In late October and early November, the state used about 13 million federal dollars to bring in more than 200 traveling nurses to help with the Delta surge, but they were only temporary.
Dr. Don Williamson with the Alabama Hospital Association said because nurses and respiratory therapists are in such high demand nationwide, the state’s traveling nurse contracts only lasted about six weeks. He said the last few nurses will be leaving Alabama hospitals this week.
Williamson said this is not the best time to lose the extra hands as COVID-19 cases trickle backup and health officials worry about the Omicron variant.

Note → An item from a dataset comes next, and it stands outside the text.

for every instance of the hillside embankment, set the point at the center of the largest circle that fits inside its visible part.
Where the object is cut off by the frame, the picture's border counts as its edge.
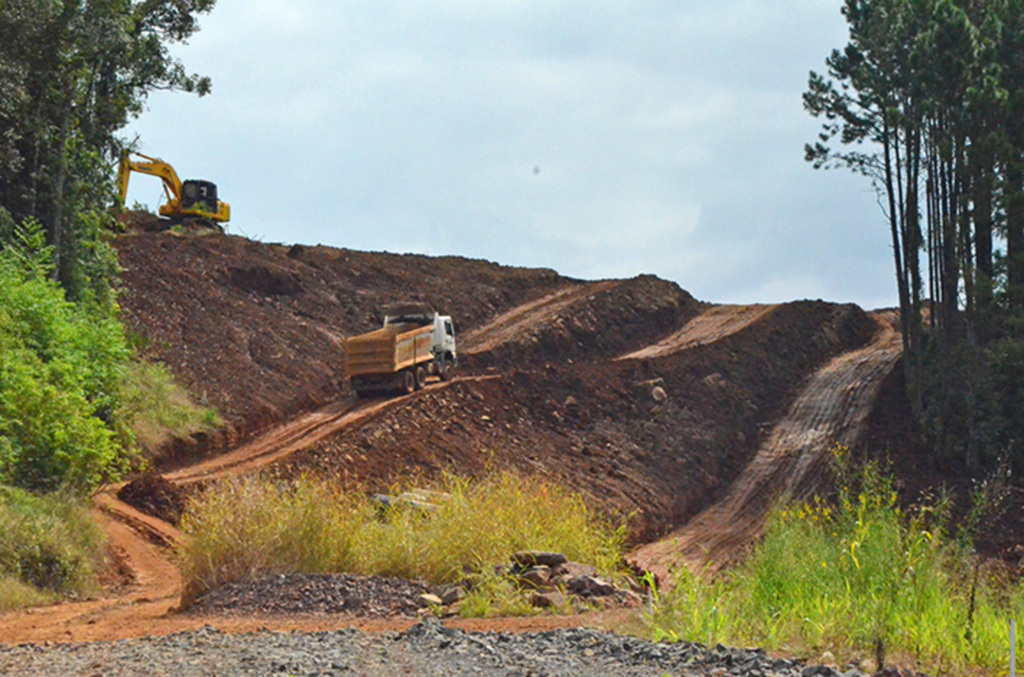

He said staffing inside hospitals has not gotten any better, but hospitals are more prepared this time.
“I think we are more nimble,” Williamson said. “We are more agile. We are better able to maximize the care with fewer staff. We have better therapies. All in all, I feel not good about our staffing situation, but I don’t feel our staffing situation is deteriorating, which is a win.”
Williamson said cases are not surging right now, but he does worry we will see a spike after the holidays. He said in order to prevent one, everyone should get a COVID-19 vaccine or booster shot.